Subject: Strange thing on dynamic mesh

fabiana opened this issue on Mar 19, 2015 ยท 29 posts


Morkonan posted Tue, 24 March 2015 at 6:50 AM

Unfortunately, something is wrong with the object file, and it is symmetry and UV-map related. (exact reason still unclear)
When I test with a rebuild object flie all is good. To be continued.

Just adding a useless two-coppers to the conversation... :)
It may be how the subdividing routine determines how the vertices are ordered and adjacency. I have no idea at all how the subd routine works in the newer versions of Poser nor what they're based on nor what type of subdivision operation they perform. (I use Poser Pro 2012. Yes, I'm three years behind everyone else... which is where I normally am.
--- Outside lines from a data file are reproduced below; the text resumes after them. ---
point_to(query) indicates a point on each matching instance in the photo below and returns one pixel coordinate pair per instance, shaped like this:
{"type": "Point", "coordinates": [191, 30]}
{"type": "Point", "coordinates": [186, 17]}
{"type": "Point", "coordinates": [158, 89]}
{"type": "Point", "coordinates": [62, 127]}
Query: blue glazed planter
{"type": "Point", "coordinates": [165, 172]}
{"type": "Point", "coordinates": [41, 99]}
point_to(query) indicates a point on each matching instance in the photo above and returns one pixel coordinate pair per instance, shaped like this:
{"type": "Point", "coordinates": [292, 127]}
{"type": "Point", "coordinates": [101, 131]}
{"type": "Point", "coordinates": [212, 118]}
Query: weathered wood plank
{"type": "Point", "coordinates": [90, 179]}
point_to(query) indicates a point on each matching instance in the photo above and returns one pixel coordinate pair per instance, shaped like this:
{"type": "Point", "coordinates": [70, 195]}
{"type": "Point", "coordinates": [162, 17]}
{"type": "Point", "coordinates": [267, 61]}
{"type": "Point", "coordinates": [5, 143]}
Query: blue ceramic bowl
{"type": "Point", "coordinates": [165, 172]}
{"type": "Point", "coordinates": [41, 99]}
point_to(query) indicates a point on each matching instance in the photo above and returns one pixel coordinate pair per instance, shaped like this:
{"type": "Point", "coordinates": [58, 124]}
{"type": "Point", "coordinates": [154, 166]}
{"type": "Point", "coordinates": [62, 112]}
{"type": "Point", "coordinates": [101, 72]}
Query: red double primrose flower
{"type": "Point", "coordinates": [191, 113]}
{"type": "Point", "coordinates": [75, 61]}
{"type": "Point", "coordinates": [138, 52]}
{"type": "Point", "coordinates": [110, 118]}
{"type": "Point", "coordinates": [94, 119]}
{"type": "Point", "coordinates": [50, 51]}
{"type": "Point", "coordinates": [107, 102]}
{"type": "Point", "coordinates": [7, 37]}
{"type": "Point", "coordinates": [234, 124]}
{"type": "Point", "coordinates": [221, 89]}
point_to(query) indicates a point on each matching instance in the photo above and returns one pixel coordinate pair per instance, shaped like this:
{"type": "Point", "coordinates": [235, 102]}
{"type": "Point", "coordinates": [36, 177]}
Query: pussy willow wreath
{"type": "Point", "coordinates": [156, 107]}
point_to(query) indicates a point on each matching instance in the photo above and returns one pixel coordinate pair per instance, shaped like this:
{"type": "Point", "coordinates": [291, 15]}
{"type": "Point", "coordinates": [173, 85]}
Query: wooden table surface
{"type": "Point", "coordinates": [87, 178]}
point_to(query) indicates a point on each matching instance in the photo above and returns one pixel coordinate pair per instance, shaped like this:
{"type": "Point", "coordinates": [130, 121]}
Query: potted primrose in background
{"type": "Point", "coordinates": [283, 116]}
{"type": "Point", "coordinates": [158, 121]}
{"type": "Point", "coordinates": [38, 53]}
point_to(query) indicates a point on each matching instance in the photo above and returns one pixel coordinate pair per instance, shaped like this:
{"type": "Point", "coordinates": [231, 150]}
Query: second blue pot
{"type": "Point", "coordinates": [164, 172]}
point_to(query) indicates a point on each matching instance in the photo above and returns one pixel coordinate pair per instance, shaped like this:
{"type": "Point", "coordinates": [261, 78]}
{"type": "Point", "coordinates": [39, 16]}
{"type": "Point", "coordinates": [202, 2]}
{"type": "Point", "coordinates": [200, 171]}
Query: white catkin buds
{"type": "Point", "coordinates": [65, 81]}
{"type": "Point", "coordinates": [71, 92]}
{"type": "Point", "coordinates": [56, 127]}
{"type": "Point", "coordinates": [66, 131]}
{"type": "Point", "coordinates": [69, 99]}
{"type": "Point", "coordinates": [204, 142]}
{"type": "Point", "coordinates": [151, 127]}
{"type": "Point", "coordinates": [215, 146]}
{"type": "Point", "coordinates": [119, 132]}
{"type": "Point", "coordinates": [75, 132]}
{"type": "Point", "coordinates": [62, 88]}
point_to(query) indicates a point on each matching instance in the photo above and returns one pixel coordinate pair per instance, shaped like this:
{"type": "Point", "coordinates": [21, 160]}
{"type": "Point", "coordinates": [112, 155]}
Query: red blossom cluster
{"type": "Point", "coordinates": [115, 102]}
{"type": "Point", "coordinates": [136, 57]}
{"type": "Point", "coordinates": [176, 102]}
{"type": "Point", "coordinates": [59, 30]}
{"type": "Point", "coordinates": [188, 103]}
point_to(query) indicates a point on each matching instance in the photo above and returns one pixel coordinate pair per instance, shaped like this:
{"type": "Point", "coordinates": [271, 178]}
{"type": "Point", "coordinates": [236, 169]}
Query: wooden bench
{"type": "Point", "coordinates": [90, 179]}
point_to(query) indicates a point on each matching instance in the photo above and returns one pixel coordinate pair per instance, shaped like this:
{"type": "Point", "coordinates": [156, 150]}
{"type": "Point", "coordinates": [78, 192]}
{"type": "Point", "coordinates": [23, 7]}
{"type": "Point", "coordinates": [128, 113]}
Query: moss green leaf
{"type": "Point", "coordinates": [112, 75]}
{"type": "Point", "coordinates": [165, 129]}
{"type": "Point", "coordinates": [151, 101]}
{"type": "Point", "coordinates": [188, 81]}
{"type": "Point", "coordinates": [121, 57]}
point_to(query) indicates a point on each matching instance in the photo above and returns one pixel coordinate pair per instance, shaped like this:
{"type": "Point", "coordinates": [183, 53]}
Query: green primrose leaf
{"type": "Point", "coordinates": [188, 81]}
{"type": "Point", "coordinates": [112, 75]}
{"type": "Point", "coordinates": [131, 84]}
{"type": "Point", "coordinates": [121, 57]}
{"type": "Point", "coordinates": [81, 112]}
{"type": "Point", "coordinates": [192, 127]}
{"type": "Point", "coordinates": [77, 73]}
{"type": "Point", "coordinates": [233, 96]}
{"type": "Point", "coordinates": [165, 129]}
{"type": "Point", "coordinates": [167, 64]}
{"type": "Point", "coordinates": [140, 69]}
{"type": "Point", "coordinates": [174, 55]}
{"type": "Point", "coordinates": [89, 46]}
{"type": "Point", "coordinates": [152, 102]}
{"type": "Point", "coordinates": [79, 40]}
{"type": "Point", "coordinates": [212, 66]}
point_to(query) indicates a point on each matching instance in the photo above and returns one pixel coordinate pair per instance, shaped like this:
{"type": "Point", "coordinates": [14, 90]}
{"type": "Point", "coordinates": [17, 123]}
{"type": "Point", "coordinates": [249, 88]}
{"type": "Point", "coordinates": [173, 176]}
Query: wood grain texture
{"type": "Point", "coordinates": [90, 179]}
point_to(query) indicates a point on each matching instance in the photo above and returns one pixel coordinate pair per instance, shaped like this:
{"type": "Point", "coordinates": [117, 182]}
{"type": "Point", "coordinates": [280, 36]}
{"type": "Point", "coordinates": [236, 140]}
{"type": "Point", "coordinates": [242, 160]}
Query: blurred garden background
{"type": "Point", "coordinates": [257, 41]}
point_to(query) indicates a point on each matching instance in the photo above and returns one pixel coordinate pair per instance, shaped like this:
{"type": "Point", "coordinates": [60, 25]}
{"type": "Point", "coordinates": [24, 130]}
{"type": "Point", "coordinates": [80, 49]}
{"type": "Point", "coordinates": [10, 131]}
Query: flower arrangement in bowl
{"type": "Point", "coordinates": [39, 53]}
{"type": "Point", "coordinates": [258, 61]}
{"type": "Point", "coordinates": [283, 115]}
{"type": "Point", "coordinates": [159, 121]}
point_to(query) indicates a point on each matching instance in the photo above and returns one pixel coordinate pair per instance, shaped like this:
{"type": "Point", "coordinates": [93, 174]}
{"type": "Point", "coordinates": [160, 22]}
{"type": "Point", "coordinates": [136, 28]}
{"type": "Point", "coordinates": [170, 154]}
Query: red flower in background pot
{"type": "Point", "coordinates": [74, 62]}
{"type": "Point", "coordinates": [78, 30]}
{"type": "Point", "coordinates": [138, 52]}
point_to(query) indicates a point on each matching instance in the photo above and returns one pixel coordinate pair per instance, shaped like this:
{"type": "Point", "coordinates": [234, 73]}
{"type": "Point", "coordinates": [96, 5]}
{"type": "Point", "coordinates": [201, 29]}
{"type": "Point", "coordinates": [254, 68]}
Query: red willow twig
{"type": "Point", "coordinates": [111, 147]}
Going to vote for Mondale in the next election, too, 'cause... Why not? :) )

But, apparently, adjacency is critical in subd routines in something like OpenGL: https://www.cs.cmu.edu/afs/cs/academic/class/15462-s13/www/lec_slides/project2_slides.pdf That may hold true for what's being used in those nice new versions of Poser.
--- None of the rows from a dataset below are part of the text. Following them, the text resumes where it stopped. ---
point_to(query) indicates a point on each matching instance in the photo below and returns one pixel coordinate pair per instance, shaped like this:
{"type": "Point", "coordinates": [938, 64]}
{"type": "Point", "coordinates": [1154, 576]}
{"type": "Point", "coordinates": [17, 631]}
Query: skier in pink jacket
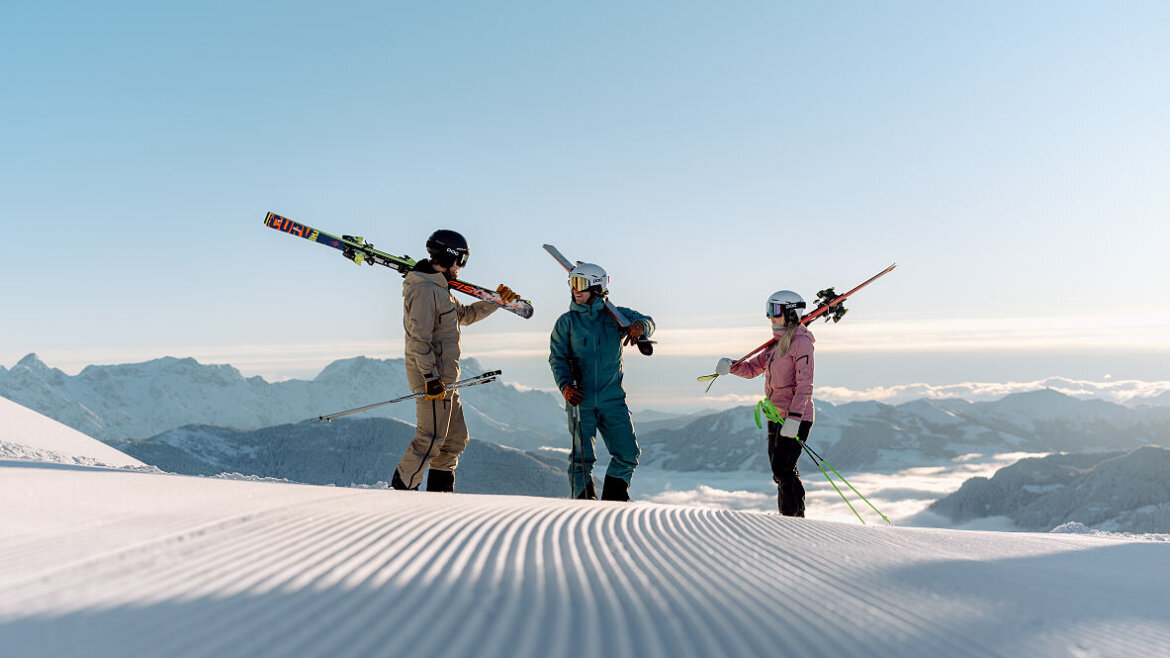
{"type": "Point", "coordinates": [787, 382]}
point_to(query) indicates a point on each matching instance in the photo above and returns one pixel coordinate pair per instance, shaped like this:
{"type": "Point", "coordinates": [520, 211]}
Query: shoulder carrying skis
{"type": "Point", "coordinates": [828, 306]}
{"type": "Point", "coordinates": [358, 251]}
{"type": "Point", "coordinates": [645, 345]}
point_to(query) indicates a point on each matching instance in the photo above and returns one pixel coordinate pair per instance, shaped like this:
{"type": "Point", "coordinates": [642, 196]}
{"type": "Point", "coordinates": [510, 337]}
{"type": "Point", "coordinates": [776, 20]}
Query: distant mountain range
{"type": "Point", "coordinates": [144, 399]}
{"type": "Point", "coordinates": [875, 436]}
{"type": "Point", "coordinates": [344, 452]}
{"type": "Point", "coordinates": [1108, 491]}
But, some modeling applications have weird issues with vertice orders and mirroring surfaces and such. Now, that doesn't mean they're doing anything wrong, it just means that if something is critically dependent upon them, things might get a bit wonky. (Not much usually reaches that deep into specifics in Poser. Morphs do, however, for example. And, there's a morph issue here, as well, right?) Normally, OpenGL uses vertice order to determine simple stuffs, like face normals, and we can easily see that effect inside the Pose Room. But, let's say that mirroring the object in the program used to create it inverts the order on one axis when it creates a mirror. Welding it to an existing mesh will change the face normals, by simple .obj conventions and, for display purposes, that's not an issue. It looks just fine in the Pose Room and there's nothing much that anyone would normally see in most uses of the object. Normally, when rendered and even for dynamics, that's not an issue, either. (Since, it appears by the above description that the dynamics engine builds it's own deformer cage and performs the operations on it.) But, let's say the subd routine is looking for that specific information for something like calculating adjacency in its subdivision routine. It would do fine when working with everything BUT the vertices on the border of the two "halves." In that region, it couldn't figure out which way was up... or sideways, if it was dependent upon that very detailed, very specific vertice information in the original mesh.

Or, let's say it's using the UV coordinates in a weird way. (I shudder to think why, but I guess it's possible. Doesn't make any sense, though...) We know that, at least in the past, Poser did funky things with the border regions of materials with shaders dependent upon UV values and such, right? (I think.)

I profess to know nothing (This keeps me generally content and happy in real life... ) and I don't have a version of Poser that does subd on the fly like you guys. But, I'd be happy to take a look at a simple object file in order to see if I, in my limited experience and capabilities, could figure something out.